AdBidCentral Launches Auction Marketplace

An auction marketplace named AdBidCentral is launching this week to help advertisers and publishers buy and sell online ad space both in real time and in the future.

The startup's auction structure bears a resemblance to Right Media, which Yahoo agreed to buy outright for more than $680 million in April, and an ad exchange named AdECN that Microsoft is in the process of acquiring for an undisclosed sum.

Another established auction site tapping the so-called "long tail" with premium publisher inventory is ContextWeb's ADSDAQ. The two-year-old exchange serves impressions from more than 350 advertisers, including 12 of the top 15 ad agencies, and 1,000 publishers.

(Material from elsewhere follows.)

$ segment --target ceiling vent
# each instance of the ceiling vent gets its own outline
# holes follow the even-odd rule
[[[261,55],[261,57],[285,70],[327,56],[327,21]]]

AdBidCentral is no exchange, according to founder and CEO Vivek Veeraraghavan.

"We consider ourselves a rolling upfront, or a futures marketplace, but not an exchange because that refers to remnant inventory," Veeraraghavan explained. "Our focus is premium display advertising rather than providing a spot market for remnant inventory."

AdBidCentral, according to Veeraraghavan, has been quietly beta testing for a year, and has been in possession of some 400 million monthly ad impressions since May. Beta participants included CareerBuilder.com, WhitePages.com, and MyYearBook.com.

By investing in auction-based exchanges, Yahoo and Microsoft have attempted to extend their online ad networks--thus creating one-stop shops for advertisers facing ever more fragmented audiences online.

Likewise, Veeraraghavan cites online audience fragmentation as the rationale behind AdBidCentral.

"Think of how fragmented the whole media industry is becoming," he said. "Without a marketplace like ours, the process is friction-full and laden with inefficiencies."

AdBidCentral's marketplace purports to be fully transparent, while its platform handles everything from booking, transacting, flight and reporting in one central location.